Why physical science decays so fast
Some knowledge is sticky because it connects to something you already feel — a story, an image, a lived experience. Physical Science, taught badly, has none of that to hold onto. It is procedures and relationships: read the distance off the ruler, divide by the time on the stopwatch, and call the answer a speed. A procedure you have memorized but not understood is held in place by nothing. The moment you stop rehearsing it, it slides off.
Two topics in particular are notorious for this, and both are load-bearing for everything that comes after:
- Forces and motion. It is the grammar of physical science — every later unit assumes you can describe how things move. Memorize “force equals mass times acceleration” as a formula without grasping that a push simply changes an object's motion, and the whole idea evaporates the week after the test, taking the rest of the year's problems with it.
- Energy. It asks the student to hold a genuinely strange idea — that energy is never made or destroyed, only moved around and changed from one form into another — and reason about where it goes. Crammed, it becomes a fog of half-remembered formulas. Mastered, it becomes intuition.
When these decay, they don't fail quietly. They pull down heat, waves, and electricity and magnetism with them, because those later units assume the earlier ones are still standing.
Learn, Master, Retain
The course replaces the test-and-move-on cycle with a three-stage one: Learn → Master → Retain. Learn is the first encounter with the idea, on Concept Day and at the bench. Master is the harder threshold — the student can reproduce the reasoning, explain it, and apply it to a problem they haven't seen before. And Retain is the part the ordinary model skips entirely: deliberately returning to the idea after time has passed, so it is rebuilt rather than allowed to fade.
The engine for that last stage is two well-established practices that the course bakes into its schedule:
- Spaced practice. Instead of one concentrated burst before a test, a concept is revisited at widening intervals. Each return is slightly effortful — you have to reconstruct a little — and that effort is precisely what cements it.
- Retrieval. The student is asked to produce the answer from memory before checking it, not to re-read until it feels familiar. Pulling the idea of energy conservation out of your own head, repeatedly, is what makes it stay there. Recognition feels like learning and isn't; retrieval feels harder and is.
Mastery is not seat-time. A student does not understand energy because the calendar spent two weeks on it. They understand it when they can rebuild the reasoning on demand — and that is what we measure.
Why mastery beats seat-time
The old model confuses coverage with learning. It assumes that if a topic was taught, and time was spent, and a test was passed, then learning occurred. But the forgetting curve does not care how many days the syllabus allotted. It only responds to whether the knowledge was built deeply and revisited deliberately.

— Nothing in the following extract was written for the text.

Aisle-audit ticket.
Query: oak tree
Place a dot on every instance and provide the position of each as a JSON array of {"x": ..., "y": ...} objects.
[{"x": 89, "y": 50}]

So in this course a student advances through a concept when they have actually mastered it — demonstrated, in their own words and their own work, that they can reproduce and apply it — and not merely because the unit is "over." "Not yet" is an honest and expected default, not a failure. The rubrics are what make that judgment fair and repeatable. The goal was never to get the student through the test in October. It was to make sure they can still do the physical science in March — and in the year after that.